Some locations actually sold beer and wine for the parents and this could lead to trouble when disputes between kids on the arcade floor escalated into full-out brawls between their supposed “guardians.” Sometimes weapons were drawn. To expire by bleeding to death on a filthy carpet in front of a Dig Dug machine while a bunch of cheap robots sing “Happy Birthday” is an ignoble end for sure. And yet it happened a few times each year. Also, to watch your drunken mom make out with the pimply teenager collecting skee-ball tickets was never going to promote the healthy mental development of your average 8 year-old.

Once the video game era came screeching to a halt, this place became a three-legged stool standing on two legs and both those legs were pretty weak. The pizza was shit and the floor show as captivating as watching automated garbage trucks lift and empty dumpsters.

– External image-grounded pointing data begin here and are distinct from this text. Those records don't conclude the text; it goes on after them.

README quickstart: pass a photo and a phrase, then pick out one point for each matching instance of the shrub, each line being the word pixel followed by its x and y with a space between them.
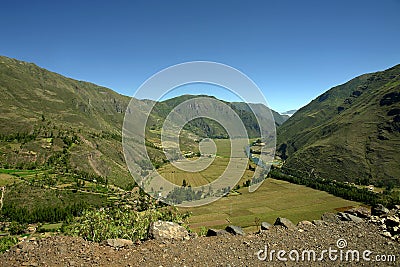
pixel 99 225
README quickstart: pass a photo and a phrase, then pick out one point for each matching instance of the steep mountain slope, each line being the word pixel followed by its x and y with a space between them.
pixel 50 121
pixel 350 133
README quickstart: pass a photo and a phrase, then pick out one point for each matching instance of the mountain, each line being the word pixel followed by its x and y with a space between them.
pixel 49 121
pixel 349 133
pixel 289 113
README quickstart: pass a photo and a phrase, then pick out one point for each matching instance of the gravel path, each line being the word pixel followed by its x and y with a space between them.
pixel 227 250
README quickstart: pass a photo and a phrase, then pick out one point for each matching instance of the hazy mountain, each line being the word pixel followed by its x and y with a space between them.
pixel 351 132
pixel 50 121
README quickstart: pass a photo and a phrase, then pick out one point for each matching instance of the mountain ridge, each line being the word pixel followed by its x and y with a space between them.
pixel 349 133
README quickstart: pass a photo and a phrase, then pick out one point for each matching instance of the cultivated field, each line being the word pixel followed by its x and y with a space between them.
pixel 273 199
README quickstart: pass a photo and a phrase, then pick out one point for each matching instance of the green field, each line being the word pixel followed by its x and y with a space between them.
pixel 273 199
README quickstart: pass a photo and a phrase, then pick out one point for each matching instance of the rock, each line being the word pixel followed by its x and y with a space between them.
pixel 360 211
pixel 285 223
pixel 392 221
pixel 319 223
pixel 216 232
pixel 236 230
pixel 304 223
pixel 387 234
pixel 119 243
pixel 167 230
pixel 355 218
pixel 344 216
pixel 379 210
pixel 330 217
pixel 265 226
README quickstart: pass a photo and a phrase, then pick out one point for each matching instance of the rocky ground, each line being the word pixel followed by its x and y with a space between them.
pixel 337 239
pixel 223 250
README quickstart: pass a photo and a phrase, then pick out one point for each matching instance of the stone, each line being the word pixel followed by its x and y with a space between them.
pixel 387 234
pixel 119 242
pixel 355 218
pixel 235 230
pixel 162 230
pixel 265 226
pixel 344 216
pixel 330 217
pixel 360 211
pixel 216 232
pixel 319 223
pixel 304 223
pixel 285 223
pixel 379 210
pixel 392 221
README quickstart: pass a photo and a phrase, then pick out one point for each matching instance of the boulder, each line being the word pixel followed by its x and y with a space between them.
pixel 379 210
pixel 344 216
pixel 330 217
pixel 355 218
pixel 304 223
pixel 235 230
pixel 392 221
pixel 360 211
pixel 285 223
pixel 119 242
pixel 265 226
pixel 216 232
pixel 162 230
pixel 319 223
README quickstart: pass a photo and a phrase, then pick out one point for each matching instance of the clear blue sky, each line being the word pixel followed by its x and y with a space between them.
pixel 293 50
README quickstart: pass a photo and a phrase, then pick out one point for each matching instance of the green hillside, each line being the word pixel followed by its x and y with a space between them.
pixel 349 133
pixel 52 122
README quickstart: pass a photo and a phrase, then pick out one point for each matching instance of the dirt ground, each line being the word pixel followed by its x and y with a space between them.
pixel 342 242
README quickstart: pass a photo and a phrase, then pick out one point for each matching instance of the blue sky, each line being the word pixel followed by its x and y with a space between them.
pixel 293 50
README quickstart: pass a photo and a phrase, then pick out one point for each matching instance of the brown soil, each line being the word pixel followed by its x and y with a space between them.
pixel 227 250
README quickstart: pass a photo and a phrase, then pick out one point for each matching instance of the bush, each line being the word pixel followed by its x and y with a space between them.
pixel 7 242
pixel 99 225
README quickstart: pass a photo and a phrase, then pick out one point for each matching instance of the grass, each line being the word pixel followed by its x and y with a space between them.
pixel 273 199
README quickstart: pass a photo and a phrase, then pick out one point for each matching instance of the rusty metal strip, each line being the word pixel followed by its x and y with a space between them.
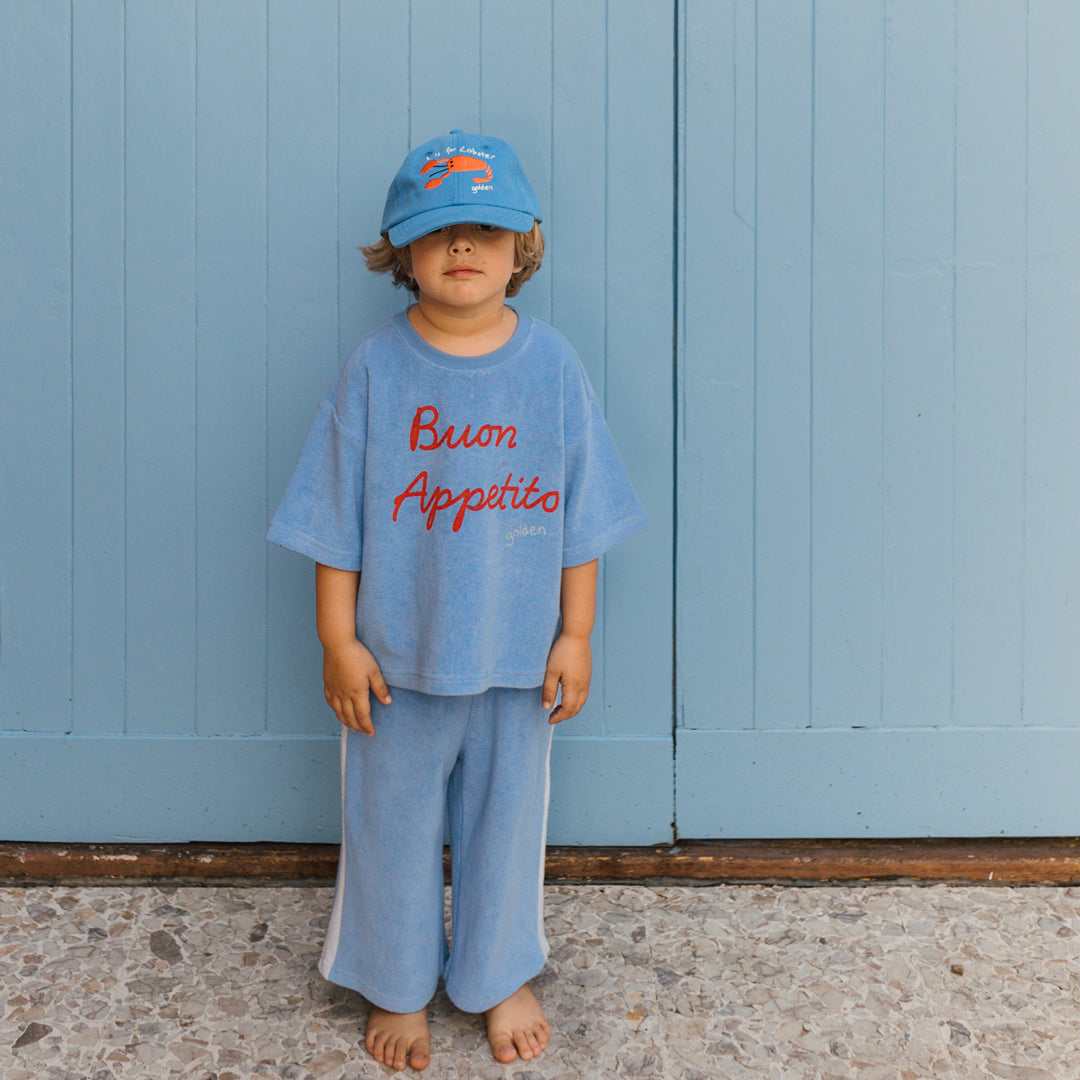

And yet Chuck E. Cheese still survives to this day, with something like five hundred stores tucked away in small-market strip malls all over America. Mice can be so hard to kill.

 

 

 

Mercedes-Benz SL

mercedes-560sl

This car was a huge success for 17 straight years for two distinct reasons. For one, it’s easily one of the prettiest cars ever. The sensuous lines of the front end flowed back through a luxurious cockpit ending with a trunk lid so level you could play ping-pong on it. It’s a design almost fifty years old that can still shame almost anything for sale today. Timeless, I think they call it.

Two, it had virtually no competition at its price point! For the doctors and lawyers and TV sitcom stars who swore by these, there was really very little to shop it against. Less expensive, and thus less desirable, were things like the SAAB 900 and BMW 325i ragtops. The 900 was one of the coolest cars ever, but it was the kind of vehicle eventual SL purchasers were more likely to buy for their daughter to take to college. The same with the 3 series–it was just not quite prestigious enough, plus it had all the elegance of exactly what it was–a boxy coupe with the top sawed off. Above the Benz, you could spend a lot more money and get a Rolls-Royce or Ferrari, but a Corniche was hardly the most practical way to run around town, and a Mondial Cabriolet was probably a bit too vulgar for the country club besides being an atrocious value considering it possessed one of the most underwhelming powertrains in Ferrari’s history.

The SL’s one close competitor was the Jaguar XJS convertible and while that was a worthy adversary in the looks department for damn sure, it was also a car that was designed and built to properly run for only two or three miles at a time. That sort of unreliability simply wouldn’t do, so the advantage went to Germany, and Mercedes-Benz cranked these things out like Chupa Chups for almost two decades.

This incarnation of the SL bowed out in 1989 and its immediate successor looked like a flabby dowager next to it. And that was only the start of an inexorable downward spiral–SL design has only gotten worse with each subsequent generation. The current model has all the sex appeal of Borat in his singlet.

Fortunately, there are still a lot of these R107 models around and they are still awfully nice to look at. Living in sunny California, I’m not sure how many more years I can conceivably live without a late-eighties Navy Blue 560SL with the Palomino interior. Hemmings.com awaits!